The following diagram shows the high level architecture of Odahu-flow project.
- Odahu-flow CLI is a command-line interface for interacting with Odahu-flow API service.
- The Odahu-flow Swagger UI provides swagger interface for Odahu-flow REST API.
- Odahu-flow Airflow plugin provides a set of custom operators that allow you to interact with a Odahu cluster using Apache Airflow
- The MLflow Tracking component is an API and UI for logging parameters, code versions, and metrics when running your machine learning code and for later visualizing the results.
- JupyterLab extension allows you to interact with an Odahu cluster from JupyterLab web-based IDEs.
- API service manages Odahu Platform entities: Connections, Trainings, Packaging, Deployments.
- Service catalog provides a Swagger UI for Model Deployments.

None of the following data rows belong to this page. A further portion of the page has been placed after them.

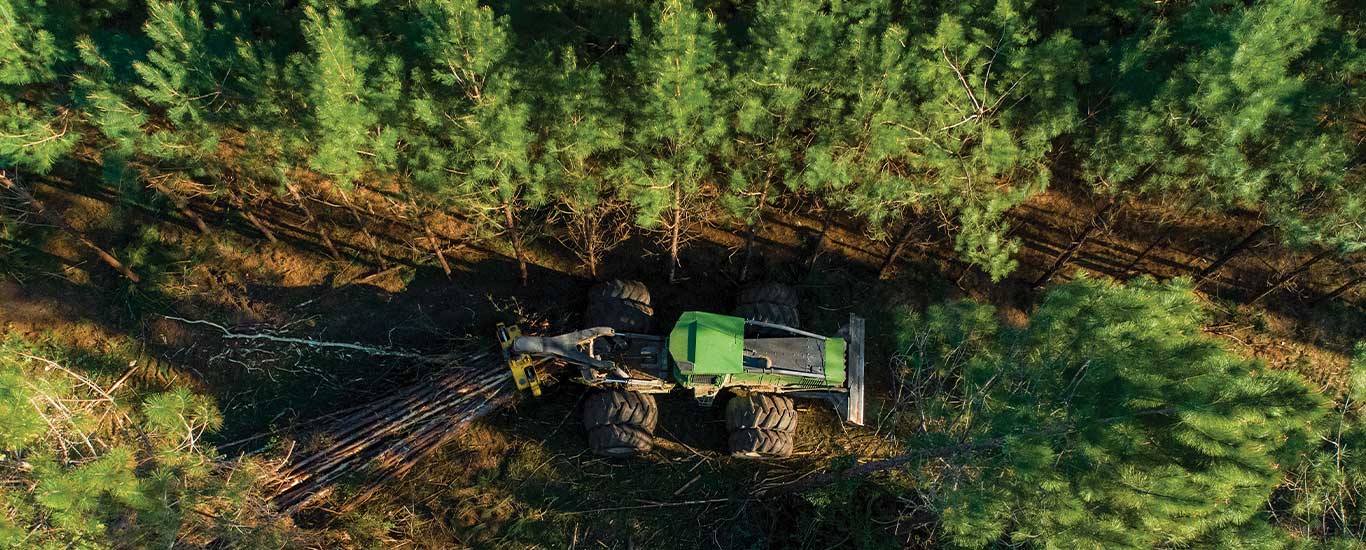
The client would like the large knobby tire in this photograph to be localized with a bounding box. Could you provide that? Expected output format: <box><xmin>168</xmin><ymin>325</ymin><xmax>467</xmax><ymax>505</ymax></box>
<box><xmin>583</xmin><ymin>278</ymin><xmax>654</xmax><ymax>333</ymax></box>
<box><xmin>725</xmin><ymin>393</ymin><xmax>796</xmax><ymax>431</ymax></box>
<box><xmin>735</xmin><ymin>283</ymin><xmax>800</xmax><ymax>329</ymax></box>
<box><xmin>583</xmin><ymin>390</ymin><xmax>660</xmax><ymax>457</ymax></box>
<box><xmin>589</xmin><ymin>424</ymin><xmax>654</xmax><ymax>459</ymax></box>
<box><xmin>725</xmin><ymin>393</ymin><xmax>796</xmax><ymax>459</ymax></box>
<box><xmin>731</xmin><ymin>429</ymin><xmax>794</xmax><ymax>459</ymax></box>
<box><xmin>583</xmin><ymin>390</ymin><xmax>660</xmax><ymax>434</ymax></box>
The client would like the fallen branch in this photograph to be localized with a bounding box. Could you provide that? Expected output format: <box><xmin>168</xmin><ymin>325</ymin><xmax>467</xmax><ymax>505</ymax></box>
<box><xmin>161</xmin><ymin>315</ymin><xmax>417</xmax><ymax>359</ymax></box>
<box><xmin>564</xmin><ymin>498</ymin><xmax>749</xmax><ymax>515</ymax></box>
<box><xmin>0</xmin><ymin>171</ymin><xmax>142</xmax><ymax>284</ymax></box>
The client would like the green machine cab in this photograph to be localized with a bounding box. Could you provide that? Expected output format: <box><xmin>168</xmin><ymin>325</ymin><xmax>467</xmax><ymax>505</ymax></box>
<box><xmin>499</xmin><ymin>281</ymin><xmax>863</xmax><ymax>457</ymax></box>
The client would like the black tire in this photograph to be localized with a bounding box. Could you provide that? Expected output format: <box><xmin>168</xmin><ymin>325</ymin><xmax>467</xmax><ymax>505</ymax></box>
<box><xmin>583</xmin><ymin>390</ymin><xmax>660</xmax><ymax>434</ymax></box>
<box><xmin>736</xmin><ymin>283</ymin><xmax>796</xmax><ymax>307</ymax></box>
<box><xmin>583</xmin><ymin>278</ymin><xmax>654</xmax><ymax>333</ymax></box>
<box><xmin>725</xmin><ymin>393</ymin><xmax>796</xmax><ymax>431</ymax></box>
<box><xmin>731</xmin><ymin>429</ymin><xmax>794</xmax><ymax>459</ymax></box>
<box><xmin>735</xmin><ymin>283</ymin><xmax>800</xmax><ymax>328</ymax></box>
<box><xmin>589</xmin><ymin>424</ymin><xmax>654</xmax><ymax>457</ymax></box>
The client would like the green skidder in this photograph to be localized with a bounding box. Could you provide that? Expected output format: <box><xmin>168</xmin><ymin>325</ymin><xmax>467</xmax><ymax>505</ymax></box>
<box><xmin>906</xmin><ymin>278</ymin><xmax>1324</xmax><ymax>547</ymax></box>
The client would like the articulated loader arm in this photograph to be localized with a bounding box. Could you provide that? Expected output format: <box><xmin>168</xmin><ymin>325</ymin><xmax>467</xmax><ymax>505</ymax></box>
<box><xmin>499</xmin><ymin>323</ymin><xmax>620</xmax><ymax>396</ymax></box>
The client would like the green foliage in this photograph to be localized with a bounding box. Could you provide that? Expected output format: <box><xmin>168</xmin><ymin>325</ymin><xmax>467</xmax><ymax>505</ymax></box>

- TektonCD is an open source implementation to configure and run CI/CD style pipelines for your Kubernetes application.
- Knative Serving builds on Kubernetes and Istio to support deploying and serving of serverless applications and functions.
- Odahu-flow Model Training API provides features to manage remote training jobs.
- Odahu-flow packagers turn a Trained Model Binary artifact into a specific application.
- Odahu-flow Model Deployment API allows deploy ML models in a Kubernetes cluster.